[mpich2-commits] r4049 - mpich2/trunk/src/pm/hydra/pm/central
balaji at mcs.anl.gov
balaji at mcs.anl.gov
Thu Mar 12 20:52:57 CDT 2009
Author: balaji
Date: 2009-03-12 20:52:57 -0500 (Thu, 12 Mar 2009)
New Revision: 4049
Modified:
mpich2/trunk/src/pm/hydra/pm/central/proxy.c
mpich2/trunk/src/pm/hydra/pm/central/proxy.h
mpich2/trunk/src/pm/hydra/pm/central/proxy_cb.c
Log:
This was a big mistake in the proxy implementation that was completely
ignoring the return statuses of the processes and returning success to
the launcher every time. This commit should fix that part and some other
minor bugs in the process cleanup.
Modified: mpich2/trunk/src/pm/hydra/pm/central/proxy.c
===================================================================
--- mpich2/trunk/src/pm/hydra/pm/central/proxy.c 2009-03-12 23:01:22 UTC (rev 4048)

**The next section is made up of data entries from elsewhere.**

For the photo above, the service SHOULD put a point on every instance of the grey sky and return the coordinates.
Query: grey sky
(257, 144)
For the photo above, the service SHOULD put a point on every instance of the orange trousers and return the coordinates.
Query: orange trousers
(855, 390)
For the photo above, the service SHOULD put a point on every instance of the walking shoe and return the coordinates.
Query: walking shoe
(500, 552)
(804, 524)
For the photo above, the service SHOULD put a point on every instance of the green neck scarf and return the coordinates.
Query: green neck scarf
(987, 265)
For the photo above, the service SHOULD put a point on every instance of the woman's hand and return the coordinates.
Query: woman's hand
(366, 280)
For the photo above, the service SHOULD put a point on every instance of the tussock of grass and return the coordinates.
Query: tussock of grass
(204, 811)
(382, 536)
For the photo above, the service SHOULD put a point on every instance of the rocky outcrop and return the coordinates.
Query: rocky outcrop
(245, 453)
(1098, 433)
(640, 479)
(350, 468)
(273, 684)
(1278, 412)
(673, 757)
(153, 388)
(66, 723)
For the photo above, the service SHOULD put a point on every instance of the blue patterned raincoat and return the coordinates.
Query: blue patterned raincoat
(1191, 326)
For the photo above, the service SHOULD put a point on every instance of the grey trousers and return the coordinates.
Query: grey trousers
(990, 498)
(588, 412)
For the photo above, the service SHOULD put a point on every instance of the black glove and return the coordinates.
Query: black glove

+++ mpich2/trunk/src/pm/hydra/pm/central/proxy.c 2009-03-13 01:52:57 UTC (rev 4049)
@@ -14,7 +14,7 @@
int main(int argc, char **argv)
{
- int i, j, arg, sockets_open;
+ int i, j, arg, count, pid, ret_status;
int stdin_fd, timeout;
char *str, *timeout_str;
char *client_args[HYD_EXEC_ARGS];
@@ -27,16 +27,6 @@
goto fn_fail;
}
- /* We don't know if the bootstrap server will automatically
- * forward the signals or not. We have our signal handlers for the
- * case where it does. For when it doesn't, we also open a listen
- * port where an explicit kill request can be sent */
- status = HYDU_Set_common_signals(HYD_Proxy_signal_cb);
- if (status != HYD_SUCCESS) {
- HYDU_Error_printf("signal utils returned error when trying to set signal\n");
- goto fn_fail;
- }
-
/* Listen on a port in the port range */
status = HYDU_Sock_listen(&HYD_Proxy_listenfd, NULL,
(uint16_t *) & HYD_Proxy_params.proxy_port);
@@ -66,7 +56,13 @@
HYD_Proxy_params.proc_count * sizeof(int), status);
HYDU_MALLOC(HYD_Proxy_params.pid, int *,
HYD_Proxy_params.proc_count * sizeof(int), status);
+ HYDU_MALLOC(HYD_Proxy_params.exit_status, int *,
+ HYD_Proxy_params.proc_count * sizeof(int), status);
+ /* Initialize the exit status */
+ for (i = 0; i < HYD_Proxy_params.proc_count; i++)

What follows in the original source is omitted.